Today Magna Carta (and the accompanying legal presumption of habeas corpus) is celebrated as one of the most important documents in the history of civil rights. It is widely seen and accepted as being the precursor to later conventions that protect human rights and the rule of law, including the UN Universal Declaration of Human Rights, the European Convention on Human Rights and, more recently, the EU Charter of Fundamental Rights. Magna Carta, though, was never meant to protect all the people, whereas the UN and European documents gives equal protection to all citizens, regardless of their status in society.

Today, too, we don’t need charters to protect Barons against the abuse of power by Kings. But we do need laws that protect citizens against abuse of power by governments, and we need not only national laws, but European and international ones.

David Cameron symbolises Magna Carta as the ultimate expression and mantra of British values. While some Tories are now promulgating the argument that the UK should withdraw from the European Convention on Human Rights (ECHR) and return to those traditional values, against the backdrop of the Magna Carta anniversary celebrations their arguments are especially ironic. For example, they strongly accuse the ECHR of limiting the freedom of governments, but King John probably complained too about the Magna Carta unduly restricting his absolute freedom to rule as he wanted. But crucially those in power must be bound by law in order to protect citizens from arbitrary rule.

800 years on, the values and principles laid down in Magna Carta have been embraced by large parts of the world. They have become universal and their shared values are at the core of the European Union as a community of citizens. We should be glad that European courts in Luxembourg and Strasbourg protect us against governments exceeding and abusing their powers, undermining civil liberties and the rule of law.

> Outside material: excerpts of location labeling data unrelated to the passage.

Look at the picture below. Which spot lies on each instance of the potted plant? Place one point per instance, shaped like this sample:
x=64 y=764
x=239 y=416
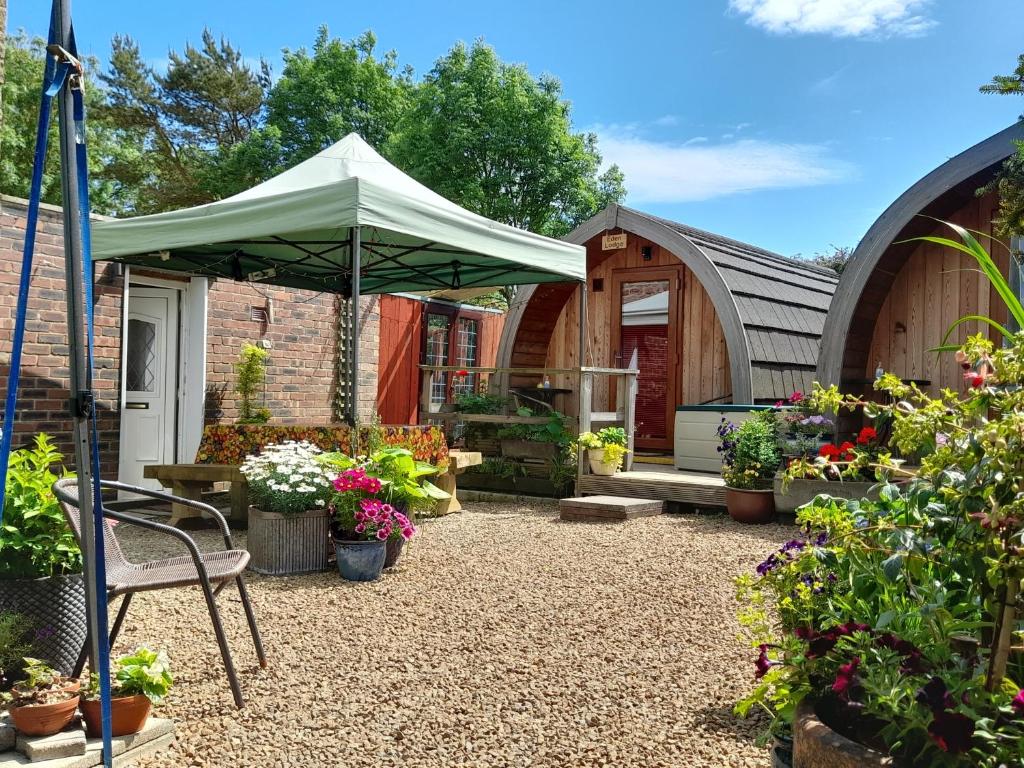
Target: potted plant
x=403 y=485
x=289 y=520
x=40 y=561
x=44 y=702
x=750 y=458
x=361 y=525
x=605 y=450
x=138 y=681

Fundamental rights, the rule of law and democratic principles enshrined into nationhood are frequently violated in nearly all EU member states. In some cases, the violations are serious and systematic. The current Hungarian government is one of the most egregious offenders. In recent years, the media has been critically gagged, electoral law changed to secure an absolute majority for the governing party, political opponents weakened and the independence and impartiality of the judiciary undermined. But there are also many other examples across Europe: the ant-gay laws in Lithuania, the deportation of Roma people from France, the cruel and inhumane treatment of underage asylum seekers in the Netherlands, and the collective disregard shown for the law and civil liberties in many countries’ counter-terrorism policies.

If we become accepting of tolerating torture, secret prisons, rendition, abduction, and indefinite detention without fair trials and representation then we will lose our moral authority. Such blots tarnish Europe’s status as a shining beacon of freedom and human rights in the world. EU governments must be held accountable for such crimes, especially those that are committed in the name of defending democracy.

That is why we need legal instruments to uphold our common values, even if this means that sometimes national authorities are overruled. EU member states voluntarily signed up to these supranational laws and conventions for good reason, namely because it is the essence of democracy that those in power are bound by laws and that their powers are limited. Whilst that may sometimes be awkward, such checks and balances are the vital safeguards which protect us against abuse of power by the state.

As it happens, these principles are not politically left or right-wing, nor are they alien to modern British culture. Quite the opposite: safeguarding citizens’ rights and the rule of law have their roots firmly established in that ancient, famous document that will be celebrated this year. Magna Carta does not set Britain apart from the rest of Europe. It is the expression and very epitome of the common European values that we have all come to embrace.